# 1st Camping Trip Coming Up!



## rialynn79 (Jul 28, 2009)

Our first camping trip in our "new to us" 21rs is coming on Tuesday. So excited! Got everything nearly ready to go. Cannot wait to hook up and get there! The kids are so excited they want to camp in the driveway... maybe tomorrow night for a trial run.


----------



## muttbike (Apr 27, 2009)

We'll be out there with ya in our 230RS. Hope our A/C works well, as we will be in Southern Mississippi.

JR


----------



## JerseyGirl86 (Mar 30, 2009)

rialynn79 said:


> Our first camping trip in our "new to us" 21rs is coming on Tuesday. So excited! Got everything nearly ready to go. Cannot wait to hook up and get there! The kids are so excited they want to camp in the driveway... maybe tomorrow night for a trial run.


Where are you headed?


----------



## rdvholtwood (Sep 18, 2008)

Have fun on your first trip!!


----------



## ORvagabond (Apr 17, 2009)

Have a great time!


----------



## Oregon_Camper (Sep 13, 2004)

rialynn79 said:


> Our first camping trip in our "new to us" 21rs is coming on Tuesday. So excited! Got everything nearly ready to go. Cannot wait to hook up and get there! The kids are so excited they want to camp in the driveway... maybe tomorrow night for a trial run.


If this is your first trip, EVERYONE should spend the night in the Outback (in the driveway) the first night and them proceed to make b-fast for the family in there. This will help you determine if you really understand how everything works and if you have all the stuff you need.


----------



## shaela21 (Aug 16, 2005)

Have a good time guys. It never fails when we are camping someone always asks questions about the Outback, so ready for this level of fame







.


----------



## rialynn79 (Jul 28, 2009)

shaela21 said:


> Have a good time guys. It never fails when we are camping someone always asks questions about the Outback, so ready for this level of fame
> 
> 
> 
> ...


Thank you for the well wishes... our 3 year old started puking so our "1st night" in the camper tonight did not happen. Oye...







I might go hide out in the camper instead...

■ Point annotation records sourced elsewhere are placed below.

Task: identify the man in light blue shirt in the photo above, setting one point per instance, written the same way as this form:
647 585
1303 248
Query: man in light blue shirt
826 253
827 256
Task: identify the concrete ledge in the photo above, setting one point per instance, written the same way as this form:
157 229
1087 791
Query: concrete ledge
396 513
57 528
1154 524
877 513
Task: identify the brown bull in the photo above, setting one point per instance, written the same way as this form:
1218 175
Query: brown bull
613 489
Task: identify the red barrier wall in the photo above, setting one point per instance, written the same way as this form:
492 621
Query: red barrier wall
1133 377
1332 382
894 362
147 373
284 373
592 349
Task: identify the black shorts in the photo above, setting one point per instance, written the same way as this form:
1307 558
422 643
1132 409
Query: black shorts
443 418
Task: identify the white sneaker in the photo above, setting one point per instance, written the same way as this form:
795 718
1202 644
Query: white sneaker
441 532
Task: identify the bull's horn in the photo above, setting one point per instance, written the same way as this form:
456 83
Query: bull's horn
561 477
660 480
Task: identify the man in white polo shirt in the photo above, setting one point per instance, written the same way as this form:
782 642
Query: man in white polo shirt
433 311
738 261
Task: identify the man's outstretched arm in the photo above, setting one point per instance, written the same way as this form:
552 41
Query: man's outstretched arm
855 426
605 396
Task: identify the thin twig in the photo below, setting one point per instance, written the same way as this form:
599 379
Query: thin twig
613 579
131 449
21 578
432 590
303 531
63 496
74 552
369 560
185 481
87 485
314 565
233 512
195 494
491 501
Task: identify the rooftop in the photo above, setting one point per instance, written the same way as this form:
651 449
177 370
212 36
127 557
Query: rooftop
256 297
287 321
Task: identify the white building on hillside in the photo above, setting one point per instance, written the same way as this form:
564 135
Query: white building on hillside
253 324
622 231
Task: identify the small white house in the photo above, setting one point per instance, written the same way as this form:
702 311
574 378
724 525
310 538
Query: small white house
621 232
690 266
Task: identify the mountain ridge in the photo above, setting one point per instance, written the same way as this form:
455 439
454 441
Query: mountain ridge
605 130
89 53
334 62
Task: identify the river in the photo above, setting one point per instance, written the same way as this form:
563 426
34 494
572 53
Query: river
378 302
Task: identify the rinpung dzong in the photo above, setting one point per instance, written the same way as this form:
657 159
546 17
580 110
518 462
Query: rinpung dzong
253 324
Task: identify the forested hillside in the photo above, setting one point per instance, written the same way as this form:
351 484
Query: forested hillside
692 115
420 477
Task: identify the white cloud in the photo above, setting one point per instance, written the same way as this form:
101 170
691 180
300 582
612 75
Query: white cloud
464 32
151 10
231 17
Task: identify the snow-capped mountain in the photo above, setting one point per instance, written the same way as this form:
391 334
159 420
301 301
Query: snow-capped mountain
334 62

We are camping on Tuesday at Camp Petosega here in Petoskey/Alanson (don't know which it falls under).


----------



## rialynn79 (Jul 28, 2009)

1st camping trip was a BLAST!!!! LOVED staying in the Outback! She kept us dry and warm at night!!! I LOVE this camper and understand all the hype now!! SO MANY people stopped and commented on it being an "outback" wanting to know about it, another Outbacker was there with a beautiful 5th wheel. Didn't get to talk to them but left them a note because they were gone everytime we tried to say hello.


----------